In Romans 4:3, St. Paul writes - "For what does the Scripture say? 'Abraham believed God, and it was accounted to him for righteousness.'" Paul goes on to explain that Abraham believed God while he was still uncircumcised (not yet "a Jew") and was counted as righteous before God. So Abraham became the father of both the Gentiles who would believe in Jesus as the Messiah, as well as the father of the Jews who would believe. God told Abraham - "I have made you a father of many nations" (v. 17) - Paul quoting God's promise in the Book of Genesis.

But the Judaizers just would not give up! They kept snipping and yipping at Paul's heels, insisting that Gentiles observe the Law of Moses. In Galatians 1:6-9, St. Paul writes -

"I marvel that you are so quickly deserting him who called you in the grace of Christ to a different gospel; and there is no other gospel. Only there are some who trouble you, and want to pervert the gospel of Christ. But even though we, or an angel from heaven, should preach to you any other gospel than that which we preached to you, let him be accursed. As we have said before, so I now say again: if any man preaches to you any other gospel than that which you received, let him be accursed."
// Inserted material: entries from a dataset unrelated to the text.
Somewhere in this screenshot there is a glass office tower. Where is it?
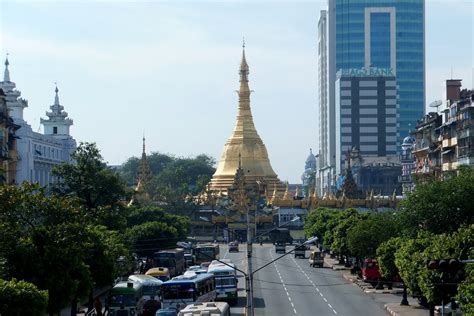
[336,0,425,143]
[316,0,425,194]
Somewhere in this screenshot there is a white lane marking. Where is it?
[270,250,297,315]
[291,258,337,315]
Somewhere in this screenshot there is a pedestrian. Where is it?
[94,296,103,316]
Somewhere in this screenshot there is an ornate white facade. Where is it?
[0,59,76,186]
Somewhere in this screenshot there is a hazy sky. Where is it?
[0,0,474,183]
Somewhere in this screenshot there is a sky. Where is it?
[0,0,474,183]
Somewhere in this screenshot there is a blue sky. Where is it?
[0,0,474,183]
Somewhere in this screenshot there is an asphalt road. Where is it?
[219,244,247,316]
[252,244,386,316]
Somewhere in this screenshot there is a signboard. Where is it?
[337,67,395,77]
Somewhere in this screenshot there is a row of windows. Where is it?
[33,144,64,160]
[336,42,424,53]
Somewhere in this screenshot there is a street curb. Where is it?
[384,304,400,316]
[342,273,403,294]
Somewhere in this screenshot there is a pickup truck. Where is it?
[275,243,286,253]
[308,251,324,268]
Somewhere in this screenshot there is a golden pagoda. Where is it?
[210,43,284,192]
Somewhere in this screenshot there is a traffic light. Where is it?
[426,259,460,272]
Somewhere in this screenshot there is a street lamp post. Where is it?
[176,237,318,316]
[254,216,300,241]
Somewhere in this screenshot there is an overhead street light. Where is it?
[254,216,301,241]
[180,236,318,316]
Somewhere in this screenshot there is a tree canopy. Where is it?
[53,143,126,211]
[400,166,474,237]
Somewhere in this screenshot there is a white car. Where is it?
[435,302,462,316]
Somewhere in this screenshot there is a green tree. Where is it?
[400,166,474,237]
[304,207,339,243]
[0,279,48,316]
[332,209,367,262]
[151,155,215,214]
[456,248,474,315]
[418,225,474,303]
[126,222,179,257]
[395,231,433,295]
[347,213,397,259]
[376,237,406,280]
[0,183,128,314]
[53,143,126,213]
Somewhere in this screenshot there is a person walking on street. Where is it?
[94,296,103,316]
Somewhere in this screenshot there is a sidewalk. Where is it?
[385,303,430,316]
[324,256,429,316]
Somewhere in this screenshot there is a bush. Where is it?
[0,279,48,316]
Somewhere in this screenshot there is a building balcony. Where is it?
[400,154,415,164]
[458,156,474,166]
[443,137,458,148]
[442,161,458,171]
[398,175,413,183]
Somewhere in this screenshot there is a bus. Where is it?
[128,274,163,315]
[161,273,216,311]
[145,268,171,282]
[207,262,237,304]
[178,302,230,316]
[109,282,143,316]
[153,248,186,277]
[194,244,219,264]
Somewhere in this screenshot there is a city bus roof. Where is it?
[179,302,229,316]
[110,281,143,293]
[145,267,170,276]
[162,273,214,285]
[207,264,236,273]
[128,274,163,285]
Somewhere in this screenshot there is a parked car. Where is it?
[155,308,178,316]
[435,302,462,316]
[229,241,239,252]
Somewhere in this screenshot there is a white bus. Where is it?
[207,262,237,304]
[161,273,216,311]
[178,302,230,316]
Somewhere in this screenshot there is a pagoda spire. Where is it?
[54,82,60,106]
[211,42,283,191]
[3,53,10,82]
[137,135,152,191]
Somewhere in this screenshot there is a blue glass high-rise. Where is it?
[336,0,425,145]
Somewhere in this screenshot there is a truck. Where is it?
[295,245,308,259]
[275,242,286,253]
[269,228,293,244]
[308,250,324,268]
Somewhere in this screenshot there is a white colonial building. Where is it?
[0,59,76,186]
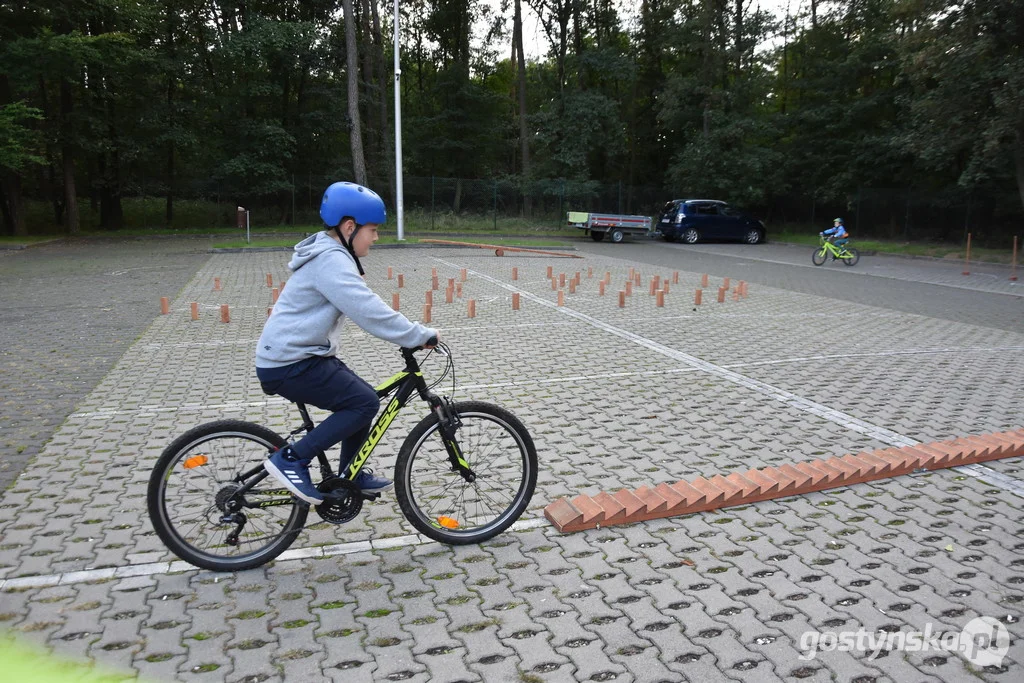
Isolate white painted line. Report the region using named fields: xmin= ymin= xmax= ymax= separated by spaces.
xmin=434 ymin=257 xmax=1024 ymax=495
xmin=0 ymin=517 xmax=554 ymax=593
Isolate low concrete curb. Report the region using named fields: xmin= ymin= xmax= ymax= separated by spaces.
xmin=544 ymin=429 xmax=1024 ymax=532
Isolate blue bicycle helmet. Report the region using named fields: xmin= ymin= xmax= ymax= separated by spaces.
xmin=321 ymin=182 xmax=387 ymax=227
xmin=321 ymin=182 xmax=387 ymax=275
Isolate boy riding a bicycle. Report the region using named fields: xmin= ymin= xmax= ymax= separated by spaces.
xmin=818 ymin=218 xmax=850 ymax=251
xmin=256 ymin=182 xmax=439 ymax=505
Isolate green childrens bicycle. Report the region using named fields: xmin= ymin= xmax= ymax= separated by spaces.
xmin=147 ymin=344 xmax=538 ymax=571
xmin=811 ymin=237 xmax=860 ymax=265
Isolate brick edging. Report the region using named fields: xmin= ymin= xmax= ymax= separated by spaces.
xmin=544 ymin=428 xmax=1024 ymax=532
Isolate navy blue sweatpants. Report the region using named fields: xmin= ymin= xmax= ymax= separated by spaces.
xmin=256 ymin=355 xmax=381 ymax=470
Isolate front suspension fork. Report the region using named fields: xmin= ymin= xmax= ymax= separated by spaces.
xmin=430 ymin=396 xmax=476 ymax=483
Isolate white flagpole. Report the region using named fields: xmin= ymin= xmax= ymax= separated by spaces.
xmin=394 ymin=0 xmax=406 ymax=242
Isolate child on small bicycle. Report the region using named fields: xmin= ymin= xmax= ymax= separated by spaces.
xmin=256 ymin=182 xmax=439 ymax=505
xmin=818 ymin=218 xmax=850 ymax=251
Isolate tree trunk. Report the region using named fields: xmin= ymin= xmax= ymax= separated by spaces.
xmin=512 ymin=0 xmax=534 ymax=218
xmin=0 ymin=173 xmax=29 ymax=237
xmin=342 ymin=0 xmax=367 ymax=185
xmin=60 ymin=79 xmax=81 ymax=234
xmin=1014 ymin=126 xmax=1024 ymax=215
xmin=0 ymin=74 xmax=28 ymax=237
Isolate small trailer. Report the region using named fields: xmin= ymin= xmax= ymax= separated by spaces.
xmin=567 ymin=211 xmax=654 ymax=243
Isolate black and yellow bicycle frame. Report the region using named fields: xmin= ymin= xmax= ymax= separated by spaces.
xmin=236 ymin=348 xmax=476 ymax=507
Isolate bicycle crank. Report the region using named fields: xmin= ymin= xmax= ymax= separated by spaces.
xmin=316 ymin=476 xmax=362 ymax=524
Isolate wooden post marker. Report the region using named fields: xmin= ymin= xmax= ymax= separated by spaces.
xmin=964 ymin=232 xmax=971 ymax=275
In Galatians ch. 2, Paul retells the story of how at the First Church Council in Jerusalem Peter, John and James, the "brother" of the Lord Jesus, all acknowledged that Paul's preaching the Gospel of faith in Christ without the need to observe the Law of Moses was the true Gospel. In Galatians 5:4 he wrote - "You are alienated from Christ, you who desire to be justified by the law. You have fallen away from grace." Those are pretty strong words! Over and over in St. Paul's epistles he keeps coming back to this central point of salvation by faith in Christ, not by observing the Law of Moses. But the above quotes from his letter to the Galatians are the strongest: those who preach "another Gospel" are accursed - anathema. Judaizing is heresy. There is no other Gospel than faith in Jesus Christ without keeping the Law of Moses. Period.

In the name of the Father and the Son and the Holy Spirit! Christ is among us! He is and ever shall be!